Author : Robert Hampson
Publisher : Springer
Page : 334 pages
File Size : 27,69 MB
Release : 2016-07-27
Category : Literary Criticism
ISBN : 1349223026
Through attention to incidents of betrayal and self-betrayal in his fiction, this book traces the development of Conrad's conception of identity through the three phases of his career: the self in isolation, the self in society and the sexualised self. It shows how the early fiction negotiates the opposed dangers of the self-ideal and the surrender to passion; how the middle fiction tests the ideal code psychologically and ideologically; and how the late fiction probes sexuality and morbid psychology.
Author :
Publisher : BRILL
Page : 188 pages
File Size : 30,54 MB
Release : 2015-11-24
Category : Literary Criticism
ISBN : 9004308997
When Joseph Conrad’s novel Chance appeared in serial form in the New York Herald in 1912 and in book form in 1914 it established the author’s financial security for the first time. Following years of struggle to reach a wide audience for his fiction, Conrad benefitted from the American marketing of this novel for the women readers of romance. Aggressive advertising promoted the writer’s new focus on a female protagonist and Conrad’s division of the story’s location between land and sea. The novel proved popular and lucrative. Yet in spite of its economic success, Chance remains one of Conrad’s less well-known narratives. This fresh new collection of essays from both young and established scholars opens up a lively critical debate taking Chance beyond the status of best-selling romance. In a striking re-evaluation of the novel these writers examine Chance’s innovative narrative strategies, its up-to-the-minute commentary on female politics, contemporary ethics, as well as its antecedents in classical debate and the significance of Conrad’s last use of his seaman narrator Marlow.

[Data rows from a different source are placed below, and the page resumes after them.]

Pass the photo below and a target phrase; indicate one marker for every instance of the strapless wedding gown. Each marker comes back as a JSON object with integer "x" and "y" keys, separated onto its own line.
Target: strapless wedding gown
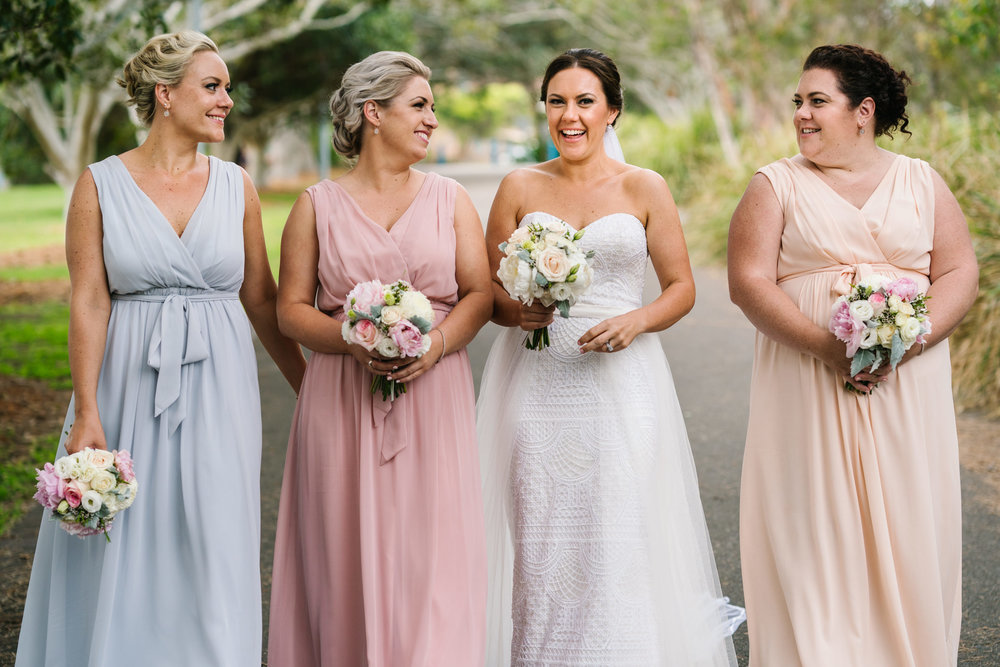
{"x": 599, "y": 552}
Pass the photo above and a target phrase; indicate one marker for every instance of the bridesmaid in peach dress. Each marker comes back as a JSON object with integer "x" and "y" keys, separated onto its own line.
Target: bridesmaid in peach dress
{"x": 850, "y": 517}
{"x": 380, "y": 557}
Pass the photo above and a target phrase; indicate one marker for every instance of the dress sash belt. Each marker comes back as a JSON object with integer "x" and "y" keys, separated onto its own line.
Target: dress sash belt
{"x": 178, "y": 339}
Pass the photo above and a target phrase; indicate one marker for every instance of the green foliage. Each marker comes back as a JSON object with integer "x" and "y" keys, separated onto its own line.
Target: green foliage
{"x": 33, "y": 342}
{"x": 17, "y": 475}
{"x": 37, "y": 37}
{"x": 31, "y": 216}
{"x": 480, "y": 111}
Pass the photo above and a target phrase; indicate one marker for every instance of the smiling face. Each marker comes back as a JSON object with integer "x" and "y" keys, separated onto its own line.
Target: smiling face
{"x": 406, "y": 123}
{"x": 200, "y": 103}
{"x": 578, "y": 113}
{"x": 826, "y": 125}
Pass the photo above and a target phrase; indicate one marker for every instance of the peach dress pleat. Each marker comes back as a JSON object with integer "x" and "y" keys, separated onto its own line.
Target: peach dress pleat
{"x": 850, "y": 511}
{"x": 380, "y": 554}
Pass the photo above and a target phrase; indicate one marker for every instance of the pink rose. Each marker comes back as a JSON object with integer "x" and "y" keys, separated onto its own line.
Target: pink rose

Author : Indrani Chaudhuri
Publisher : Blue Rose Publishers
Page : 195 pages
File Size : 50,74 MB
Release : 2021-05-26
Category : Art
ISBN :
This book is an intriguing and intimate study of the dialogues forged between different forms of art, paintings and texts in particular. It entwines art with literature to create a complex yet marvellous mosaic of textures hitherto undiscussed in this manner. Reading, here, becomes both painting and travelling through Joseph Conrad’s Heart of Darkness and the works of the French Impressionist painters of the nineteenth century. Through an exploration of the distinctive characteristics of the paintings of Monet, Manet, Renoir, Pissarro, Cézanne and even Van Gogh and Gauguin, this book tries to decipher the codes and symbols of Conrad’s enigmatic novella. By taking the help of intertextuality, interdisciplinary and multidisciplinary approaches, detours and retours through time and space, this book offers extensive readings of texts on art, literature and Conrad’s works. Reading Heart of Darkness in this manner emerges as a kind of journey through the continents of imperial Europe and of colonized Africa, through diverse cultures, imaginary geographies, psychological processes that separate one human from another, through the metaphors and metonymies of the modern malaise that vacillated from Darwinian theories of evolution to Nietzsche’s proclamation of the death of God.